Bisnis.com, JAKARTA -- Negara berpotensi kehilangan ratusan triliun dari potensi penerimaan negara akibat besarnya porsi praktik shadow economy atau ekonomi ilegal.
Pusat Pelaporan dan Analisis Transaksi Keuangan (PPATK) mencatat besarnya shadow economy di negara berkembang, termasuk Indonesia, berada di kisaran 30 persen sampai dengan 40 persen dari produk domestik bruto.
Itu artinya, jika menghitung berdasarkan PDB tahun 2020 yang mencapai Rp15.434,2 triliun, nilai ekonomi ilegal di Indonesia mencapai Rp4.630,2 triliun sampai dengan Rp6.173,6 triliun.
Sementara jika angka itu diasumsikan sebagai transaksi barang yang seharusnya dikenakan pajak konsumsi senilai 10 persen, ada sekitar Rp463 triliun sampai dengan Rp617,3 triliun potensi pajak yang tak dipungut pemerintah.
Namun jika mempersepsikan angka itu sebagai bagian dari penghasilan sebuah perusahaan, seharusnya minimal ada Rp900-an triliun uang mengalir ke kantong pemerintah.
Angka itu diperoleh dengan asumsi tarif yang dikenakan adalah 20 persen.

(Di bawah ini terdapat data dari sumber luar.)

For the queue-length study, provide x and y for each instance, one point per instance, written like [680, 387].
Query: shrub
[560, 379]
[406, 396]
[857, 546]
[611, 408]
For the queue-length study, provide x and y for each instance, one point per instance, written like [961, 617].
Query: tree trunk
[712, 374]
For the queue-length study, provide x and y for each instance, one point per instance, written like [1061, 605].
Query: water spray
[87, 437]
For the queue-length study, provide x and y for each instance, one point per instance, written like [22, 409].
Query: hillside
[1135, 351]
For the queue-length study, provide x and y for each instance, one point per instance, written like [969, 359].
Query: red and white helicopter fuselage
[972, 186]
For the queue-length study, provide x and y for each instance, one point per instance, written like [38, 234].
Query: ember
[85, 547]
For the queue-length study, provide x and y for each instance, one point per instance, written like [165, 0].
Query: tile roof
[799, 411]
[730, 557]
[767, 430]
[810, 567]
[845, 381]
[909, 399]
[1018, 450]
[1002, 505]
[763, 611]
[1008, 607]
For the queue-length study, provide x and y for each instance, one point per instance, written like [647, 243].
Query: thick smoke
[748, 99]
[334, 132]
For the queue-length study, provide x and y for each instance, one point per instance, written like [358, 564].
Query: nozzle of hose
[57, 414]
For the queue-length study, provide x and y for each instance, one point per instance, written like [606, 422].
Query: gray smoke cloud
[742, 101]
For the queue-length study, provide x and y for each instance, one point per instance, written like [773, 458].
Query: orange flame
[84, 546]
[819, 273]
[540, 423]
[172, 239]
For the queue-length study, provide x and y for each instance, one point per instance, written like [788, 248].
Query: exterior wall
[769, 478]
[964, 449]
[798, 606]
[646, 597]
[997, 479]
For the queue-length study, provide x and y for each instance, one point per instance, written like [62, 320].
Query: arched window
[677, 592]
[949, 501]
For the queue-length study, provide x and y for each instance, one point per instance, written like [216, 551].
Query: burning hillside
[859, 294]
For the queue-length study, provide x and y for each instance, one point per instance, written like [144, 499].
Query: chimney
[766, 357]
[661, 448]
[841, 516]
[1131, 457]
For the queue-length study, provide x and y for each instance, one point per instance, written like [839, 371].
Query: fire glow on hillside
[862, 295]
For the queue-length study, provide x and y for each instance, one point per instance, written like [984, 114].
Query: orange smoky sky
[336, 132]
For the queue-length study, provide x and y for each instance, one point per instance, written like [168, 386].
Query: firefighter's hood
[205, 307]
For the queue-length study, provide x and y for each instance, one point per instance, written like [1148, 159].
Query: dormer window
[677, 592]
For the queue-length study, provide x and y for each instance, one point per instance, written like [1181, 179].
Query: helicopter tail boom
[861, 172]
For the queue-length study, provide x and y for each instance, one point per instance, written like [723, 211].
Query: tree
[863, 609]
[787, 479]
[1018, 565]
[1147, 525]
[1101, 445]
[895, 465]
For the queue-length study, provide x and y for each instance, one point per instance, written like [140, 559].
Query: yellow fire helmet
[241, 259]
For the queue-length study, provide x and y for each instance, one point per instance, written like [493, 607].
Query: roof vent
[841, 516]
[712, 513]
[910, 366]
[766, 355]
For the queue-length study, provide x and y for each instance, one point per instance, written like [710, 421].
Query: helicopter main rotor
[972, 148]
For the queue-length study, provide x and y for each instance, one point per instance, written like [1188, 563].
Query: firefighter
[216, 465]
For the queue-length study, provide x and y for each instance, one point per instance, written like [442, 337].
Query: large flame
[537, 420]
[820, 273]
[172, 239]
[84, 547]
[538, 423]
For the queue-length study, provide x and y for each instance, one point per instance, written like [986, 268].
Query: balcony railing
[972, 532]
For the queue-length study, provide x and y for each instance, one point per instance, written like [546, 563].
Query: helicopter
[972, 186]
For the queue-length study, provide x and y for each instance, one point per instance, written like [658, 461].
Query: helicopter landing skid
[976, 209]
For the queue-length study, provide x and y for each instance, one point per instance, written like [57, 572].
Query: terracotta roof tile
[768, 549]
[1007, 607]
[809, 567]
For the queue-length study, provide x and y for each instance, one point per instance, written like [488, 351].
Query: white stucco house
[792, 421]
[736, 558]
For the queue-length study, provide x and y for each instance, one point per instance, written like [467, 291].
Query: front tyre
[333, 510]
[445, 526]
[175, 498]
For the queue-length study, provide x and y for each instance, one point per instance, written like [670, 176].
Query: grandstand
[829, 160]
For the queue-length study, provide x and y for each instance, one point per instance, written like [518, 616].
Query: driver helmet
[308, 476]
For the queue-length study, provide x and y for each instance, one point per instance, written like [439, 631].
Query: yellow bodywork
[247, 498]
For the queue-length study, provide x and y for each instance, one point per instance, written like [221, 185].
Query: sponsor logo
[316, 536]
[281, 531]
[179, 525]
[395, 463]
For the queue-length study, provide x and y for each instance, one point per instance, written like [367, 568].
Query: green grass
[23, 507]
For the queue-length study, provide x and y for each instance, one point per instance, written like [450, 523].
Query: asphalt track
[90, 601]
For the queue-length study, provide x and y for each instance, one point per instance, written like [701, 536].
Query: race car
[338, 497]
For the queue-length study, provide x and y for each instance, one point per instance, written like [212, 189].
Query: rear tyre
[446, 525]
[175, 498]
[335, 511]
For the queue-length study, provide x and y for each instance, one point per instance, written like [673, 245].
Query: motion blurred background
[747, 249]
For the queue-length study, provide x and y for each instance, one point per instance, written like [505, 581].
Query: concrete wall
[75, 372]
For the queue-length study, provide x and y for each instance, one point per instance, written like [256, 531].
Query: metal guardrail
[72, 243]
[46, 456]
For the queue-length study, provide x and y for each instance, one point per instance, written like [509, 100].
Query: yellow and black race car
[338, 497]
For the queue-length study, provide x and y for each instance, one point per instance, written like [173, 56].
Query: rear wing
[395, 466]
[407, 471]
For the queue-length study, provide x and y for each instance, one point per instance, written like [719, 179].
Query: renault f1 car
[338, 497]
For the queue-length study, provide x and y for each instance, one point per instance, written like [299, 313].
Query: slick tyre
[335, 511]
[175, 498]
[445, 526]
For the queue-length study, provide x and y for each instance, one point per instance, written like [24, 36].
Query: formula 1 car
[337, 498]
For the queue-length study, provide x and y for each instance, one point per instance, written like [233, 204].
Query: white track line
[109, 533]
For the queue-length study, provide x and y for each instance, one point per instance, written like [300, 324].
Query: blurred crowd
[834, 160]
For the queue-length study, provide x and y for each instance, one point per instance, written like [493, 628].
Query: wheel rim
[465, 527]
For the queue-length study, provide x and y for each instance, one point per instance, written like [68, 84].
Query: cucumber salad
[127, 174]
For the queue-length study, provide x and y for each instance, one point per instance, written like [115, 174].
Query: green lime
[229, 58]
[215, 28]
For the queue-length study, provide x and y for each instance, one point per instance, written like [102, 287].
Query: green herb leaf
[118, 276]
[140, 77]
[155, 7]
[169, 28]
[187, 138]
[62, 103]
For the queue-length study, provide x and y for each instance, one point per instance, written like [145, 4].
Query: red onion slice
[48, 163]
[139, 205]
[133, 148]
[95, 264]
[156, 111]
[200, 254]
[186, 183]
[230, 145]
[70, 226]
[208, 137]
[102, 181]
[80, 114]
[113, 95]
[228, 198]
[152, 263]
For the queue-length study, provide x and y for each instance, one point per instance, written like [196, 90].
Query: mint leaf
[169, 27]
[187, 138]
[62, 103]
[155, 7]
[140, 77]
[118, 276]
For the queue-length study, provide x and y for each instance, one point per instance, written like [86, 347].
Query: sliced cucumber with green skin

Sama seperti tarif PPh badan rancangan pemerintah.
Baca Juga
Adapun, beberapa waktu lalu, PPATK juga telah mengidentifikasi transaksi jumbo di 500.000 rekening yang tidak memiliki nomor pokok wajib pajak (NPWP).
Menariknya, ratusan transaksi itu diduga terjadi seiring meningkatnya praktik shadow economy atau aktivitas ekonomi ilegal.
Rekening-rekening tersebut berhasil diidentifikasi berdasarkan pemantauan yang dilakukan oleh lembaga intelijen keuangan selama Semester 1/2021.
“PPATK bersama Ditjen Pajak menemukan adanya 500.000 rekening [tersebut],” demikian dikutip dari publikasi PPATK, Senin (23/8/2021).
Shadow economy saat ini menjadi konsentrasi oleh sejumlah otoritas pajak global. Pasalnya, sektor ini cukup sulit dijamah oleh kebijakan pajak.
Meningkatnya aktivitas ekonomi digital dan ketidakjelasan regulasi menjadikan praktik shadow economy, penghindaran pajak, dan pencucian uang makin tak terkendali.
Adapun, terkait hal itu, PPATK telah bekerja sama dengan Ditjen Pajak untuk mengidentifikasi praktik tersebut melalui perluasan data penyedia jasa keuangan.
Selain itu, lembaga intelijen keuangan juga bekerja sama dengan Bank Indonesia, Kementerian Perdagangan, dan Badan Pusat Statistik dalam mengungkap praktik trade-based money laundering (pencucian uang).
Pengungkapan trade-based money laundering juga dilakukan dengan penyedia jasa keuangan khususnya yang melakukan pemantauan transaksi pembayaran para eksportir dan importir.